Schematic drawing of the experimental units used in a Pacific white shrimp (Litopenaeus vannamei) and Nile tilapia (Oreochromis niloticus) integrated culture using biofloc technology for 62 days, in which the addition or no addition of both microalgae and fish feed were evaluated in a factorial design.

Before the experiment began, the shrimp tanks were filled with approximately 40% of water from a matrix biofloc tank. Then, shrimp were stocked and acclimatized to a salinity of 15 g L⁻¹ with freshwater according to the procedure of Van Wyk [30].

Similarly, the fish tanks were filled with 40% of water from the biofloc matrix tank. The remaining was filled with freshwater before the animals were stocked.

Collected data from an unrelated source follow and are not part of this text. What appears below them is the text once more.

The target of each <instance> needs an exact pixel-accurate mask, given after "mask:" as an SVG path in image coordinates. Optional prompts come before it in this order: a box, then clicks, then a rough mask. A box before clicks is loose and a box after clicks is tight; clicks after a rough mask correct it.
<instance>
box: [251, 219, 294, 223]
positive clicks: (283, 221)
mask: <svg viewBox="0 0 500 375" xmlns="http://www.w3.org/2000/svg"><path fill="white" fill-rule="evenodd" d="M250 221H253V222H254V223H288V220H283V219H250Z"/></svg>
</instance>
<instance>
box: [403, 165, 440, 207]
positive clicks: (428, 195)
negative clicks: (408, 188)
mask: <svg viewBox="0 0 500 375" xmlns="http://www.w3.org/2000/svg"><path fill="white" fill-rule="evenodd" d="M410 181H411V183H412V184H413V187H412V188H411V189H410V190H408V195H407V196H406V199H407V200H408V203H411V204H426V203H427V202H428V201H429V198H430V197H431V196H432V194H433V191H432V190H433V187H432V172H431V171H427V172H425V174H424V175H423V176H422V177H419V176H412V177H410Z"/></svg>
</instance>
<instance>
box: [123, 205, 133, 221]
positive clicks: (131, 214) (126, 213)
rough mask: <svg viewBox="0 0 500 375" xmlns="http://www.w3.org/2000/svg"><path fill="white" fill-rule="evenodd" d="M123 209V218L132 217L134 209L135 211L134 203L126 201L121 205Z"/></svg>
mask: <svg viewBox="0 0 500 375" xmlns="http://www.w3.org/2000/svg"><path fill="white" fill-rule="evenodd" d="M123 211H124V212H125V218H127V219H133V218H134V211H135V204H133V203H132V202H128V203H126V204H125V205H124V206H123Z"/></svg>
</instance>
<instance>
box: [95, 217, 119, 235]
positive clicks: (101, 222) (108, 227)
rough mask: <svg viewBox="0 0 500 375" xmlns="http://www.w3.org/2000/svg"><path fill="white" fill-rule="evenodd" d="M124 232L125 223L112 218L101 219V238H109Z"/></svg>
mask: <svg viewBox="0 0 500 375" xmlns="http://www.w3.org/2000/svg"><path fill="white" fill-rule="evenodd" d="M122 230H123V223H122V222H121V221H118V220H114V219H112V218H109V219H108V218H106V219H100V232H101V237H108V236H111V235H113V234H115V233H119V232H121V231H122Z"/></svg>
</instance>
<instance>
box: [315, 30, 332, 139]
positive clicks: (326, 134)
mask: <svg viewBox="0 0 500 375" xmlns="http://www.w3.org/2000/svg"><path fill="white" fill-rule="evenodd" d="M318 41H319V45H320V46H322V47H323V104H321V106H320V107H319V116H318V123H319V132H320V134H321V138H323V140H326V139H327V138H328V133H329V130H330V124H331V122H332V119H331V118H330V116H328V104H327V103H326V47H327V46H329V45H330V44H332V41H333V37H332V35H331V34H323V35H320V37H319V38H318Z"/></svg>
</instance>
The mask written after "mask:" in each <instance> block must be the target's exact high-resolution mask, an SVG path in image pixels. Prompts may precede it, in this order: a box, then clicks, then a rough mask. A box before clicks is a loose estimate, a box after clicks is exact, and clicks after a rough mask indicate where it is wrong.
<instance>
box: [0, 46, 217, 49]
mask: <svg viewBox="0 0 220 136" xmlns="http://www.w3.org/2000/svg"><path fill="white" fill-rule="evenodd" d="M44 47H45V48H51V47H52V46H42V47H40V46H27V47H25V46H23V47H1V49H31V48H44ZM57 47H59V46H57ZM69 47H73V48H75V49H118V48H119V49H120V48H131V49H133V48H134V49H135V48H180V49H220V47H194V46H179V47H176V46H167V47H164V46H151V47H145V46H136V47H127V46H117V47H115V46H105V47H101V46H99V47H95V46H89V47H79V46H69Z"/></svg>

The physico-chemical characteristics of the biofloc matrix tank water were: total ammonia-N 0.37 mg L⁻¹; nitrite (N-NO₂⁻) 0.34 mg L⁻¹; nitrate (N-NO₃⁻) 11.15 mg L⁻¹; TSS 465 mg L⁻¹; pH 8.00; alkalinity 160 mg L⁻¹ and salinity 35.2 g L⁻¹. Freshwater used in the acclimation was provided by the water works company of Florianópolis, SC, Brazil. Salinity was controlled through the addition of freshwater to compensate water lost through evaporation, while alkalinity was kept above 120 mg L⁻¹ by the addition of calcium hydroxide.